Phylogenetic trees also revealed that the Beta (20H) and Delta (21A, 21J, and 21I) variants were closely related. The Alpha (20I) and Omicron (21K and 21L) variants were less divergent in our study, and their emergence from 20B, as suggested by the global database, could not be reproduced in this study. From mutation analysis, we observed 528 unique coding mutations, of which 102 were deletions, 6 were premature stop codons, and the remaining were substitutions. The number of coding mutations significantly increased as the viral population shifted to highly mutated BA.1, BA.1.1, and BA.2 variants at the beginning of 2022, leading to greater genetic diversity in the variants that have emerged most recently in the pandemic (21L and 21K, Omicron). Eight mutations were observed in more than 50% of the samples sequenced. The most common mutation in this cohort was ORF1b:P314L, which occurred at a frequency of 98.5% (128 samples), while the D614G mutation in the spike protein (S_D614G) was found in 97% of the sequences in another study in Bangladesh (Rokshana et al. 2021). The deletion mutations ORF1a:S3675, ORF1a:G3676-, and ORF1a:F3677- were found in almost half of the samples at frequencies of 53.1%, 52.3%, and 50.8%, respectively. The other substitution mutations that occurred at frequencies over 50% were ORF1a:P2046L, S:T478K, and M:I82T. Our results agree with similar findings reported in the literature (Di Giacomo et al. 2021). A total of 132 unique coding mutations were observed in the gene encoding the spike protein, and the 10 most prevalent mutations that appeared in at least 35% of samples were P314L (98.5%),  D614G (84.6%), T478K (50.7%), P681R (47.7%), R158G (45.4%), T19R (45.4%), E156del (45.4%), F157del (45.4%), L452R (43.8%), and D215G (36.9%). The P681R mutation in the spike protein is highly conserved, facilitates cleavage of the spike protein and enhances viral fusogenicity (Saito et al. 2022).

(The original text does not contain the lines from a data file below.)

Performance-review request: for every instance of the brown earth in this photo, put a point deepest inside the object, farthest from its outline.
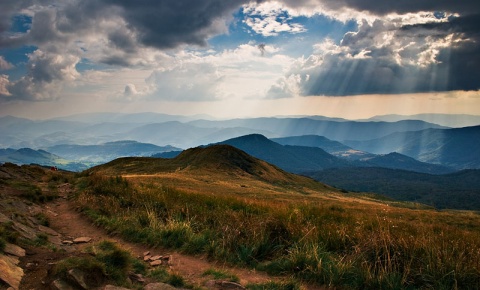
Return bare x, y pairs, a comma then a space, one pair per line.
71, 224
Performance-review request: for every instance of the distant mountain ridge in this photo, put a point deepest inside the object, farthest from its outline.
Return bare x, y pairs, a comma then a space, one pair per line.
459, 190
215, 160
101, 153
299, 159
294, 159
333, 147
449, 120
457, 147
183, 132
29, 156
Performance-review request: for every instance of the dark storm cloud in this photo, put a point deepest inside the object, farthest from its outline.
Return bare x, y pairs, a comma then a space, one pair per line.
170, 23
462, 60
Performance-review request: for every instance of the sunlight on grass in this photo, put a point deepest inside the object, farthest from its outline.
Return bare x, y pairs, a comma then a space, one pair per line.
337, 241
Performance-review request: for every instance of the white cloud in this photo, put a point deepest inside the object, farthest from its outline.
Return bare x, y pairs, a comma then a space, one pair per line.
270, 19
4, 82
5, 65
47, 75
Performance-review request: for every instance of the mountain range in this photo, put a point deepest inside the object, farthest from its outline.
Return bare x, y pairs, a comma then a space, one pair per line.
457, 147
459, 190
183, 132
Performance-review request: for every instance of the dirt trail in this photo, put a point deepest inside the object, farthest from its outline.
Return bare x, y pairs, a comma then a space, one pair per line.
71, 224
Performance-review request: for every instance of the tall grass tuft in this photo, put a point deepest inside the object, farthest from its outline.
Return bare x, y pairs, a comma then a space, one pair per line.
332, 243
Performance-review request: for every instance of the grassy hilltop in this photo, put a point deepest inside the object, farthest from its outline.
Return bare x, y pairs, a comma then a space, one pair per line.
226, 205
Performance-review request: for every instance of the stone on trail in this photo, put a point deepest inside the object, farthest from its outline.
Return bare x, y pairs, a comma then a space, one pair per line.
82, 240
78, 276
156, 263
14, 250
111, 287
61, 284
159, 286
10, 273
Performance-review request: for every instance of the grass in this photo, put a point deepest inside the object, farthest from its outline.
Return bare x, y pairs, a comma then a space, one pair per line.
102, 261
329, 239
221, 275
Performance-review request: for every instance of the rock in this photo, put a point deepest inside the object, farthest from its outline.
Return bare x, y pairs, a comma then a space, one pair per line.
30, 266
14, 250
82, 240
111, 287
48, 230
137, 277
4, 218
158, 286
156, 263
10, 273
155, 258
25, 231
61, 284
231, 285
78, 276
167, 260
222, 284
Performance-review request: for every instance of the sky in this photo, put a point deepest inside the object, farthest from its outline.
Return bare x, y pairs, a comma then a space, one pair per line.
339, 58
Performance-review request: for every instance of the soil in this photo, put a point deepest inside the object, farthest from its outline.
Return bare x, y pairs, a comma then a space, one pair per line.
69, 223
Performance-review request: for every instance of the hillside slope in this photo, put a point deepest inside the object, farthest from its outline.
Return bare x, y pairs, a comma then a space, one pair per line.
457, 148
459, 190
217, 162
295, 159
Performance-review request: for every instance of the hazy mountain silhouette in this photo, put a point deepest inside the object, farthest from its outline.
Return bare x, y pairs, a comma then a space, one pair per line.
290, 158
459, 190
333, 147
457, 147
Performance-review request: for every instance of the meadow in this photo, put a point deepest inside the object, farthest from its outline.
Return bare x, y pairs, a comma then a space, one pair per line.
328, 238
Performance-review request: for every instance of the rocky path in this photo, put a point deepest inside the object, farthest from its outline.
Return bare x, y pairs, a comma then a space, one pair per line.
71, 224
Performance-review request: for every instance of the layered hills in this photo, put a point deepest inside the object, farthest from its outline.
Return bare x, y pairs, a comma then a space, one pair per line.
215, 166
457, 148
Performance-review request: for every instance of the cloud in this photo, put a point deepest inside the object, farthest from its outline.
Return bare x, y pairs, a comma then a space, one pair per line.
3, 86
387, 58
270, 19
47, 74
390, 7
5, 65
171, 23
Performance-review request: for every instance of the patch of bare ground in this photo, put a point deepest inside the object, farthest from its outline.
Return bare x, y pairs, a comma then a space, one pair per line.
70, 224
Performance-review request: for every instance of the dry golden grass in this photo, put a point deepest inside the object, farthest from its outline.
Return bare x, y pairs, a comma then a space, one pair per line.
290, 226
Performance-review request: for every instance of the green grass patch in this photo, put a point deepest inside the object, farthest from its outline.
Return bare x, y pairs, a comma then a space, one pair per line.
221, 275
359, 244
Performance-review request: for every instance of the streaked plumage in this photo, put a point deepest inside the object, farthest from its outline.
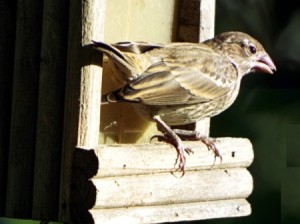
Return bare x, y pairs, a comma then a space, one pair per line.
181, 83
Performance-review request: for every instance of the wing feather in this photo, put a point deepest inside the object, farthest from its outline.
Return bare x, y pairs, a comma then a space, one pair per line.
186, 74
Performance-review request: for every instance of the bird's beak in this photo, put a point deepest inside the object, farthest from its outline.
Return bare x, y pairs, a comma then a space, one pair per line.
264, 64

Fourteen variations were mapped to the RBD of the spike protein, which is involved in binding the host receptor. Similar results have been reported by others (Saito et al. 2022). Our study also demonstrates that mutations of the N gene occurred more frequently in the Omicron variant than in other variants. The current study investigated the genomic diversity of SARS-CoV-2 strains isolated from Bangladeshi patients and helps demonstrate the temporal profile of the mutational accumulations in the genome and spike protein over the study period. It suggests, for the first time, that patients of different ages may be differentially susceptible to the variants of SARS-CoV-2. This may have important implications for how aggressively we monitor infections, distribute vaccines, and treat patients based on their age.